Betty Lee Ching-wan's well-known public relations, marketing and corporate communications career has spanned more than 35 years. Yet, across the varied industries that Lee's society-defining campaigns have worked to promote, she's never once applied for a job. Rather, it's her energy and need to represent the community that has seen her successfully evolve.

"I have enjoyed every part of my career, which has always been a part of my own personal development," she says. "Each stage of my career has been involved with community work. As such, I feel I've been involved with every major stage of Hong Kong's development."

Even during her famed tenure as the head of public relations and publicity at TVB and her involvement with the Miss Hong Kong Pageant during the 1980s, it was Lee who developed the contestants' image with local designers and who started the Miss International Good Will Award - effectively using glamour, fashion design and TV to promote the Hong Kong image abroad.

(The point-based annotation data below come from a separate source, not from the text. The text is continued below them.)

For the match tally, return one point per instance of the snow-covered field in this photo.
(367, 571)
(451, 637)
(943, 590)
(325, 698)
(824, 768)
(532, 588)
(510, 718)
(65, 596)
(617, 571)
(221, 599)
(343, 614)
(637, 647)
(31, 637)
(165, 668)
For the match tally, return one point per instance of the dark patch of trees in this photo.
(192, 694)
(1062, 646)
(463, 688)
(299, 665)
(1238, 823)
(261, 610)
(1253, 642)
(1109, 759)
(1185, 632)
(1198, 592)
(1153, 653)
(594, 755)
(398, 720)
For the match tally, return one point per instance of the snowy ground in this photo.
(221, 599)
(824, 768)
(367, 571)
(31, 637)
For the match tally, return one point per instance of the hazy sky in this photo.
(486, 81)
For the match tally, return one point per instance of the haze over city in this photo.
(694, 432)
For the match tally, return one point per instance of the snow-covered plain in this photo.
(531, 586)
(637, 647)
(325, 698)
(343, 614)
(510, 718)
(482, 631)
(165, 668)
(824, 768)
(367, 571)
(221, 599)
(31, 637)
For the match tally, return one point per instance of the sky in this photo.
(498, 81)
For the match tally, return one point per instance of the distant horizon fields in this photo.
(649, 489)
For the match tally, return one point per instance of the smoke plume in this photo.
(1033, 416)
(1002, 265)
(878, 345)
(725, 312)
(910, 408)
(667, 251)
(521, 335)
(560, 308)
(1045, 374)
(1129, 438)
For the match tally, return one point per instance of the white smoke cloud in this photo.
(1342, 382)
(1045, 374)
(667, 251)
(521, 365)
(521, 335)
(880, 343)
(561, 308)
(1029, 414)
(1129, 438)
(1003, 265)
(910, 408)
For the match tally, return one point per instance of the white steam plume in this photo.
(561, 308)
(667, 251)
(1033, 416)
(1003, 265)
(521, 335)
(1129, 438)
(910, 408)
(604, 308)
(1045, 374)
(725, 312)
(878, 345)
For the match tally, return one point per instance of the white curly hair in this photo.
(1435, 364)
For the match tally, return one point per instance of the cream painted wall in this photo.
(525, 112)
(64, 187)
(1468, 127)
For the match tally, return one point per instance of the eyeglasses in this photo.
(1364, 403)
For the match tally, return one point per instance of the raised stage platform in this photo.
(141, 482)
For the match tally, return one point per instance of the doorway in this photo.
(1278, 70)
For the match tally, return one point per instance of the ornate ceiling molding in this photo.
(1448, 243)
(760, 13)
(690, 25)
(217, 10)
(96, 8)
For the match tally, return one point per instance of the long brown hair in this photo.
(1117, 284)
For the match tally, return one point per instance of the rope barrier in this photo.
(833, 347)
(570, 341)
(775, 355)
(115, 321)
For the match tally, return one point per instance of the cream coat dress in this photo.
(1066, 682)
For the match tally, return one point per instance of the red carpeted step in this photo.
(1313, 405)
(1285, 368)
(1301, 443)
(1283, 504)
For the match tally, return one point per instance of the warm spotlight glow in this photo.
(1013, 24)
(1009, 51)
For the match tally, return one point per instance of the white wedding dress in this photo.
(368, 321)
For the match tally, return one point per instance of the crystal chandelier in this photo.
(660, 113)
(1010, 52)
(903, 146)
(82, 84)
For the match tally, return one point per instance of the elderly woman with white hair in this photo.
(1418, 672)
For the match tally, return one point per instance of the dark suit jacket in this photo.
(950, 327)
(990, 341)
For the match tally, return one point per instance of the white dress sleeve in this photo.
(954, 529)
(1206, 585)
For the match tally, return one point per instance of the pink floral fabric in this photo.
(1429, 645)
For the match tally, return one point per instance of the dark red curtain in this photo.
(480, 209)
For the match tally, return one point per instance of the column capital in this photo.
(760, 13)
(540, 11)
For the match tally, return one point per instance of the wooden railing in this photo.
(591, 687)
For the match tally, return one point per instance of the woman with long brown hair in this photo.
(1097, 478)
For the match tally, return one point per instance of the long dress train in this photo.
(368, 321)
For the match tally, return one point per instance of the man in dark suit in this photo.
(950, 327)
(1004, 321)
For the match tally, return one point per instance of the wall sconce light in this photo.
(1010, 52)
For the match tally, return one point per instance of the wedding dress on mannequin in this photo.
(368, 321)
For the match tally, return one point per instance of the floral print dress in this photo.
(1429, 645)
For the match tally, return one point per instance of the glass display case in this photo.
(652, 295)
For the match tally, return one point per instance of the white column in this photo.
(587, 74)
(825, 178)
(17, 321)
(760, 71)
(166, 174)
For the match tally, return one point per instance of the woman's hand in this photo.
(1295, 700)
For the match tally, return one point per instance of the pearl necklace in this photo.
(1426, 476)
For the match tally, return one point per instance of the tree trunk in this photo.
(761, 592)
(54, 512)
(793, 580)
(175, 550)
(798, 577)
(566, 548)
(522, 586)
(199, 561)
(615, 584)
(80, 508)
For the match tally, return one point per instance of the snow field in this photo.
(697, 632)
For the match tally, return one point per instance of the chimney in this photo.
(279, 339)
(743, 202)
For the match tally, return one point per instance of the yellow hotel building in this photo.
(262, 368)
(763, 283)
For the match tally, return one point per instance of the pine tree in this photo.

Prior to this, she worked for the Family Planning Association at a time, during the 1970s, when couples commonly had four or five children.

As head of promotion, she worked on the "Two is Enough" campaign that successfully encouraged parents to assume responsibility and changed mindsets so that a man could still feel "macho" with fewer children.

Fast forward to the hedonistic TV evolution in the 1990s and it was Lee who was behind the campaign that helped shift Hongkongers' attitudes towards paying for their programmes.

"I've always been at the right place at the right time, but more importantly I'm not afraid to go into something I don't know. I am always willing to learn - every day is a learning process," she says.

Lee "retired" at 60 and yet the notion of not working seems lost on someone with so much passion for everything she does.

She says she still feels 30 and wants to defy ageing, "not because I'm afraid, but I don't want to give up just because I am 60".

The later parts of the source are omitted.